A police car burns during a protest in response to the police shooting of Walter Wallace Jr., late Monday, Oct. 26, 2020, in Philadelphia. Police officers fatally shot the 27-year-old Black man during a confrontation Monday afternoon in West Philadelphia that quickly raised tensions in the neighborhood. (Jessica Griffin/The Philadelphia Inquirer via AP)

LA RICOSTRUZIONE – “Perché non hanno usato un taser?”, chiede il padre della vittima, Walter Wallace Sr., all’Inquirer. L’uomo ha sottolineato come il 27enne fosse in cura, “ha problemi mentali, perché gli avete sparato?”. Gli agenti e il video di un passante testimonierebbero che il giovane fosse armato di un coltello. Dal video dell’uccisione questo particolare non emerge con chiarezza. Si vedono il 27enne prima allontanarsi, poi muoversi di nuovo verso gli agenti, che indietreggiano, e aprono il fuoco. Una decina di colpi almeno, ha scritto il legale Ben Crump. Tutte le ipotesi delle cause scatenanti non sono scartate.

Sul caso è stata aperta un’inchiesta. “L’unità speciale di investigazione sulle sparatorie che coinvolgono agenti del dipartimento di polizia di Philadelphia condurrà un’indagine completa”, ha detto il sindaco Kim Kenney. Il primo cittadino ha detto al New York Times di aver parlato con la famiglia della vittima “per ascoltare le loro reazioni in prima persona e per rispondere alle loro domande nella misura in cui sono in grado di farlo”. Il commissario di polizia della città, Danielle Outlaw, ha detto in una dichiarazione: “Riconosco che il video dell’incidente solleva molte domande. Mi baserò su ciò che l’indagine raccoglie per rispondere alle molte domande senza risposta”.

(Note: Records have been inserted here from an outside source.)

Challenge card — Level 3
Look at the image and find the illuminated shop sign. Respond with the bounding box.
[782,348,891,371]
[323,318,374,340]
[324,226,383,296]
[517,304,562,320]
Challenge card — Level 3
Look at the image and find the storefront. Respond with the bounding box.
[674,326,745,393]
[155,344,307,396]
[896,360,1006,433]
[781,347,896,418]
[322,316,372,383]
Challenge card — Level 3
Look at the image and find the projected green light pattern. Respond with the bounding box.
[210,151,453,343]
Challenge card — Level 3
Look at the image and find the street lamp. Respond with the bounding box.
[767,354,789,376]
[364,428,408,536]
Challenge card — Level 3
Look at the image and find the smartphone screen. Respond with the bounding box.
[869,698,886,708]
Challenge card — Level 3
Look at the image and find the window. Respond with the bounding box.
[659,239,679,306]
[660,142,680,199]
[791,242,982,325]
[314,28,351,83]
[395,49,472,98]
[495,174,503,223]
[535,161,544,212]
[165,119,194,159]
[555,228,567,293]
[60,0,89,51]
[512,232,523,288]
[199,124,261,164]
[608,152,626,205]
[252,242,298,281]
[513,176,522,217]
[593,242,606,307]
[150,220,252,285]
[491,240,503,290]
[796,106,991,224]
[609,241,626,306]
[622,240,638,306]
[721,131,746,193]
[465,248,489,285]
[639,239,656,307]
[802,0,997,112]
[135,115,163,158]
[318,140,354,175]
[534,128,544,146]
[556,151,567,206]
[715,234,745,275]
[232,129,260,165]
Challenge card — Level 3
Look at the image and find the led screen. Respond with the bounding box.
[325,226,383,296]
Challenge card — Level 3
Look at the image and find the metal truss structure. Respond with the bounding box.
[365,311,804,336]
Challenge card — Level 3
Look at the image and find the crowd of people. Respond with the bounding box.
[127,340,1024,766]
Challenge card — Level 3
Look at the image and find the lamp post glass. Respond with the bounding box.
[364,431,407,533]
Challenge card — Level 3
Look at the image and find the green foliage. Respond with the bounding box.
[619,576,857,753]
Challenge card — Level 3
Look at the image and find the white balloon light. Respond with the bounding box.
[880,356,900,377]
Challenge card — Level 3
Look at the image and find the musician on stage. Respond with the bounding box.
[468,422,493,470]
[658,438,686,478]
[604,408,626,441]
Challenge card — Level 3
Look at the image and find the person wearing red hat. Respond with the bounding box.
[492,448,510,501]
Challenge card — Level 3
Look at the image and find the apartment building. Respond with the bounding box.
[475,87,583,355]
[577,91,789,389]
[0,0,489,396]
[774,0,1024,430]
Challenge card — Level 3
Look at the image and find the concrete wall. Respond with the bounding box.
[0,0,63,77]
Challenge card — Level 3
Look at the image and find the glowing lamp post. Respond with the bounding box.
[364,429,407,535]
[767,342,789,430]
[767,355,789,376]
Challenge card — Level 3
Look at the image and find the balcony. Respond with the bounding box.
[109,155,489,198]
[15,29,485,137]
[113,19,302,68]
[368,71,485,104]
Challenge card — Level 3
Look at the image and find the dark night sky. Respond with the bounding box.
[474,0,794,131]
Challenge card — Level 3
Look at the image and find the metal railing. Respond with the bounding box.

Fireworks explode in the sky during a protest in response to the police shooting of Walter Wallace Jr., early Tuesday, Oct. 27, 2020, in Philadelphia. Police officers fatally shot the 27-year-old Black man during a confrontation Monday afternoon in West Philadelphia that quickly raised tensions in the neighborhood. (Jessica Griffin/The Philadelphia Inquirer via AP)

LE POLEMICHE – “I poliziotti di Philadelphia hanno sparato a Walter Wallace Jr. oggi, colpendolo più di 10 volte mentre si trovava ad almeno 10 metri di distanza. Presumibilmente aveva un coltello, ma i poliziotti non hanno fatto alcun tentativo di contenere la situazione in questo video. Sono andati dritti ad uccidere Wallace davanti ai suoi cari!”, ha commentato l’avvocato Trump. I nomi degli agenti non sono stati resi noti. Entrambi indossavano delle telecamere, sulle quali adesso si sposterà presumibilmente l’attenzione dei media, dei cittadini e degli inquirenti. I due sono stati tolti dal servizio in strada.